To reduce backward incompatibility, the base calling structure nx.path_graph(9) works as it currently does. The create_using parameter is removed and replaced by an attribute of the calling function. So nx.path_graph(9, nx.DiGraph) becomes nx.path_graph.DiGraph(9). The create_using parameter could also be retained providing more backward compatibility at the potential cost of providing at least 2 ways to create the same graph: nx.path_graph(9, create_using=nx.DiGraph) and nx.path_graph.DiGraph(9). See the Alternatives section.

Due to the renaming of graph generators as graph builders (to avoid confusion with Python’s generator functions) anyone using full-path calling syntax e.g., nx.generators.path_graph(9) will need to change to nx.path_graph(9) or nx.builders.path_graph(9) though the latter is discouraged. This change of name is independent of the main thrust of this proposal. But it seems a reasonable time to make such a change.
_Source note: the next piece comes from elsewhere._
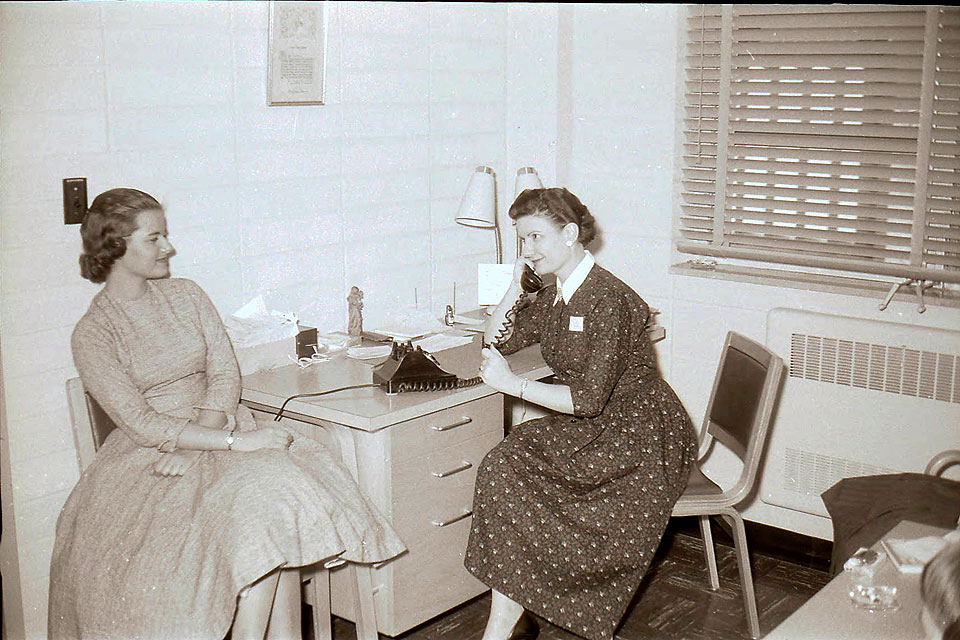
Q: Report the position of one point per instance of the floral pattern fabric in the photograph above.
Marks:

To reduce developer impact, upon inception, we could use all current graph generators as graph builders by attaching the @graph_builder decorator. Presumably for efficiency many of them should be rewritten to yield edgelists rather than returning graphs. But this could be done gradually and when done switch the decorator to @node_and_edge_builder. Both should return equivalent graph builder objects.

Detailed description

This can be accomplished through a couple decorators, which could be adopted gradually – a big patch initially decorating all existing generators with @graph_builder would immediately support the notation nx.complete_graph.edgelist(...) without impacting existing code. Later generators could use @node_and_edge_builder.

def node_and_edge_builder(f):
    @wraps(f)
    def graph(*args, **kwargs):
        return nx.Graph(f(*args, **kwargs))
    def digraph(*args, **kwargs):
        return nx.DiGraph(f(*args, **kwargs))
    def multigraph(*args, **kwargs):
        return nx.MultiGraph(f(*args, **kwargs))
    def multidigraph(*args, **kwargs):
        return nx.MultiDiGraph(f(*args, **kwargs))
    def custom_graph(*args, create_using=None, **kwargs):
        g = create_using()
        g.update(f(*args, **kwargs))
        return g
    graph.Graph = graph
    graph.DiGraph = digraph
    graph.MultiGraph = multigraph
    graph.MultiDiGraph = multidigraph
    graph.CustomGraph = custom_graph
    graph.edgelist = f
    return graph

def graph_builder(f):
    @wraps(f)
    def edgelist(*args, **kwargs):
        g = f(*args, **kwargs)
        return itertools.ichain(
            map(tuple, G.nodes.data()), map(tuple, G.edges.data())
        )
    f.edgelist = edgelist
    f.CustomGraph = f
    def graph(*args, **kwargs):
        return f(*args, create_using=nx.Graph, **kwargs))
    def digraph(*args, **kwargs):
        return f(*args, create_using=nx.DiGraph, **kwargs))
    def multigraph(*args, **kwargs):
        return f(*args, create_using=nx.MultiGraph, **kwargs))
    def multidigraph(*args, **kwargs):
        return f(*args, create_using=nx.MultiDiGraph, **kwargs))
    f.Graph = graph
    f.DiGraph = digraph
    f.MultiGraph = multigraph
    f.MultiDiGraph = multidigraph
    return f

Note: the graph_builder underlying code should accept a create_using parameter for this implementation to work. We need to think if this is universally applicable and how to handle builders that shouldn’t work with all four of the major NetworkX graph classes.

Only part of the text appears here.